Small business wary of government meddling

May 23, 1994|By John E. Woodruff | John E. Woodruff,Sun Staff Writer

Rising interest rates, still-unknowable employee health-care costs, bills in Congress that would ban replacements for striking workers, proposals for tighter safety regulations -- even amid recovery, the view of today's U.S. economy from Main Street can be scary.

Or at least the view from Main Street's man in Washington can be.

"Small businesses in America are more optimistic about the economy right now than they've been in a long time, but it's a guarded optimism because there are so many proposals for government intervention in their operations. So a lot of people are holding back on hires or investments they would like to make," said Jack Faris, president of the National Federation of Independent Business.

"Surveys of our members show optimism we haven't seen in years," but when small-business people come to meetings they bring along feelings that are not measured in the surveys, he said.

"Angry. Scared. They come to meetings mad," because, just as the economy is recovering and giving them hope of greener times, they may face much higher costs from health care reform and new labor laws and regulations, Mr. Faris said.

Mr. Faris' association has 600,000 member businesses with an average of five employees and $275,000 in annual revenues. The owners take home an average of $38,000-$40,000 a year.

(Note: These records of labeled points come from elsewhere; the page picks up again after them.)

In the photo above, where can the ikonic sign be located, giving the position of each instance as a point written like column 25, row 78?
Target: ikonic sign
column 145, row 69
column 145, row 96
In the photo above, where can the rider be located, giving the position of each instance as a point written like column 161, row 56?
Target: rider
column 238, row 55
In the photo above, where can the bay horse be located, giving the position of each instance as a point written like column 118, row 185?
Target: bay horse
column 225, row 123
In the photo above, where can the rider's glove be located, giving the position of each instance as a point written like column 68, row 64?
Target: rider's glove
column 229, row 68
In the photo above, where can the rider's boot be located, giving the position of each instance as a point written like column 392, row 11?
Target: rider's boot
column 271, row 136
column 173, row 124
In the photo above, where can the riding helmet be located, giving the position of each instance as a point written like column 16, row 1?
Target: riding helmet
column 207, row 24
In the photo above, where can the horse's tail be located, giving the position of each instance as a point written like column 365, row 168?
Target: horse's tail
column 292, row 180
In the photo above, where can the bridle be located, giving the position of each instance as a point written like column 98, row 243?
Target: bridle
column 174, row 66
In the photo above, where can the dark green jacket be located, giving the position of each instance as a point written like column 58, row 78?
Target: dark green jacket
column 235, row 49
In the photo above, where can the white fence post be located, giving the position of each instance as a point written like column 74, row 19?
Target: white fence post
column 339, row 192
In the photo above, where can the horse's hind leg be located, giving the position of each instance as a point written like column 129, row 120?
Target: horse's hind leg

He grew up in a Florida small-business family -- his father ran a Pensacola gas station and his mother sold cosmetics. He spent most of his adult life in banking in Nashville, Tenn., and with an international construction company.

His small-business experience consists of 12 years operating a marketing and management consulting firm, mainly serving small and independent businesses.

He gave that up in May 1992 to assume the NFIB presidency, a full-time job that keeps him in Washington lobbying and on the road persuading state-level politicians and courting members most of the year. He was interviewed by The Sun during a recent speaking trip to Baltimore.

The lobbying job has taught him that America's business community is not a single entity.

"Remember that scene at the State of the Union address, when Mrs. Clinton sat with the head of General Motors on one side and the head of the AFL-CIO on the other? Well, when big business, big government and big labor get together, that's bad business for small business," he said.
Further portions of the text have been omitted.